Le grand nomade du Sud, homme ou femme, a une silhouette toute différente; même lorsqu'il est en loques, ce qui est habituel, il est magnifiquement vêtu de draperies flottantes, joie de l'œil. Le corps qui se devine sous ces draperies ajoute à leur effet : un corps alerte, musculeux, un corps de grand air et de vie dure.

Ce sont deux humanités que toute l'histoire a violemment opposées. Le nomade de grande tente est le grand fauve humain. A travers les millénaires, il a toujours fait le rêve, souvent réalisé, de mettre à sac les « villes puantes ». Et le citadin a toujours eu la même préoccupation: se créer une organisation qui le mette à l'abri de l'éternel, du seul ennemi, le grand nomade.

Depuis trois ou quatre siècles, pas davantage, ces deux humanités parlent la même langue, l'arabe. Mais la communauté du langage n'a pas entraîné la fraternité des sentiments communs.

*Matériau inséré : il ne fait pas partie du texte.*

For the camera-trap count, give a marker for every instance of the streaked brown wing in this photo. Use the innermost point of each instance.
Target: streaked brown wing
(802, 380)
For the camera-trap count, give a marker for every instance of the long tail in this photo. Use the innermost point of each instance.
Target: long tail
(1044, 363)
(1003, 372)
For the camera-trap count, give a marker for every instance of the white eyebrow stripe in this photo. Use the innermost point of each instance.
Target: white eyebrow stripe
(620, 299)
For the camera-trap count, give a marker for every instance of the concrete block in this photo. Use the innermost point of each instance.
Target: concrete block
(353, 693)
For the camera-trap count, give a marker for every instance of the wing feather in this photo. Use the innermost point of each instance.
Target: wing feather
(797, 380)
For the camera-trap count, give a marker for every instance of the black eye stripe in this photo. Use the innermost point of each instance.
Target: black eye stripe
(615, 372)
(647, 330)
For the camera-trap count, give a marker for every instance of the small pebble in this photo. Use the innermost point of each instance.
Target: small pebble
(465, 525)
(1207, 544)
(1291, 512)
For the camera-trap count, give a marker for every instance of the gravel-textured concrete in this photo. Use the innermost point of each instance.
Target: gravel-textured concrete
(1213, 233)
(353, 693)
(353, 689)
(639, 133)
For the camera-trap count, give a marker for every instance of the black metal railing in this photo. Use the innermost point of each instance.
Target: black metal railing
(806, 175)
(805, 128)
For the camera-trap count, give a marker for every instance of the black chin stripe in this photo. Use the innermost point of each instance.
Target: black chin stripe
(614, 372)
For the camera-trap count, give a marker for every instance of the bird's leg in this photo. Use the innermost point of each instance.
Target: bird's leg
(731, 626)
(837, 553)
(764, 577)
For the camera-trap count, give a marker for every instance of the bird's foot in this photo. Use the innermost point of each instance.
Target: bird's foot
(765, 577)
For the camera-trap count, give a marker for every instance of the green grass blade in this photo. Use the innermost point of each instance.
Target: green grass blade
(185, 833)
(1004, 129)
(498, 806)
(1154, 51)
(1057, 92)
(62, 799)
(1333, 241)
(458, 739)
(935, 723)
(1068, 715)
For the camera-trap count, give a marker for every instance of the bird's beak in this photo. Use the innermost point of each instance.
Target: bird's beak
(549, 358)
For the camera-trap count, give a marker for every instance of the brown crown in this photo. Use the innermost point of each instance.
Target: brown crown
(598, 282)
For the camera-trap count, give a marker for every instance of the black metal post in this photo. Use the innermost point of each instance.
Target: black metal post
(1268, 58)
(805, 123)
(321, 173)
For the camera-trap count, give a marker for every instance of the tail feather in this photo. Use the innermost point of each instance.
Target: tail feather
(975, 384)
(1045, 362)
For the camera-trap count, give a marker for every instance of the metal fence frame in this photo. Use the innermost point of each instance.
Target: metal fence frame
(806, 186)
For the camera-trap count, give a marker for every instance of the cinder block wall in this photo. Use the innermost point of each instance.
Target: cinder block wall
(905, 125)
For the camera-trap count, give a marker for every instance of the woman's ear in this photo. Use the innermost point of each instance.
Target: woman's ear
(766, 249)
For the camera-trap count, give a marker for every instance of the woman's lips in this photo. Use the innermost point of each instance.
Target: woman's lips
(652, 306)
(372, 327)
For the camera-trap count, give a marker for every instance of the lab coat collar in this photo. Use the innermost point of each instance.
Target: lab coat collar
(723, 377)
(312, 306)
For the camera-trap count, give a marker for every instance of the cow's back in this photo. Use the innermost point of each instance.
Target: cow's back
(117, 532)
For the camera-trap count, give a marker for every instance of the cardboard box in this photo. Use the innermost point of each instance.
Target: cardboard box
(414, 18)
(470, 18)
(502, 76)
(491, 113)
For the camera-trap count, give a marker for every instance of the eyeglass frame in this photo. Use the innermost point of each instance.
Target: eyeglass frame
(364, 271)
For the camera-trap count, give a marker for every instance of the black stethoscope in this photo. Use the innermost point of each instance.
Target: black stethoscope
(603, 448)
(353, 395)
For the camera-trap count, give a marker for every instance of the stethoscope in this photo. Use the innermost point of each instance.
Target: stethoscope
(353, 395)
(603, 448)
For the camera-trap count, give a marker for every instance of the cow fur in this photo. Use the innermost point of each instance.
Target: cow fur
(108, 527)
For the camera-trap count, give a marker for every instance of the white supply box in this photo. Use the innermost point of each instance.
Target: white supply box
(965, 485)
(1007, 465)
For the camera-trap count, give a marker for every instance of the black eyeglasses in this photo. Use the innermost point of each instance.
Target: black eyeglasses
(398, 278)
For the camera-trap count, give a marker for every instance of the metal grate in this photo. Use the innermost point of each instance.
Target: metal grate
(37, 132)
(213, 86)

Notez d'ailleurs qu'il y a une infinité dé tribus nomades. Et chacune d'elles, toutes les fois qu'elle l'a pu, s'est toujours fait les griffes sur la tribu voisine.

Ce sont là de grandes divisions, imposées par la nature, par l'interpénétration des montagnes et des plaines, de la steppe et du pays arable. A ces divisions géographiques, d'autres sont venues s'ajouter, religieuses.

Il y a en Algérie des Mzabites et des Juifs, et ce sont des groupes humains très particuliers et très importants. Ce ne sont pas des groupes territoriaux attachés à un point déterminé du sol. Ils vivent un peu partout, disséminés en noyaux mobiles. Malgré l'éparpillement chaque groupe reste profondément conscient de son individualité, ardemment patriote, cimenté par des conceptions communes de la société et de la vie, à base religieuse.

Parce que ces nations éparpillées vont au rebours de nos habitudes occidentales, nous ne comprenons rien au « miracle juif », comme disait Bossuet. Mais en Orient, ce type de nations est banal; le Levant a ses Arméniens, l'Inde a ses Parsis.

Les Mzabites sont le dernier résidu en Algérie d'une
      

grande secte musulmane bien connue, les Kharedjites, qui a fondé l'Empire Maugrebin de Tiaret au Xème siècle.

Les Kharedjites, qu'on appelle quelquefois les protestants de l'Islam, ont le plus profond mépris pour les autres musulmans. Ils ont développé surtout, comme les autres sectes persécutées, Arméniens, Parsis, Juifs, un sens aigu du commerce et de l'argent. Dans toutes les villes d'Algérie on voit le boutiquier Mzabite.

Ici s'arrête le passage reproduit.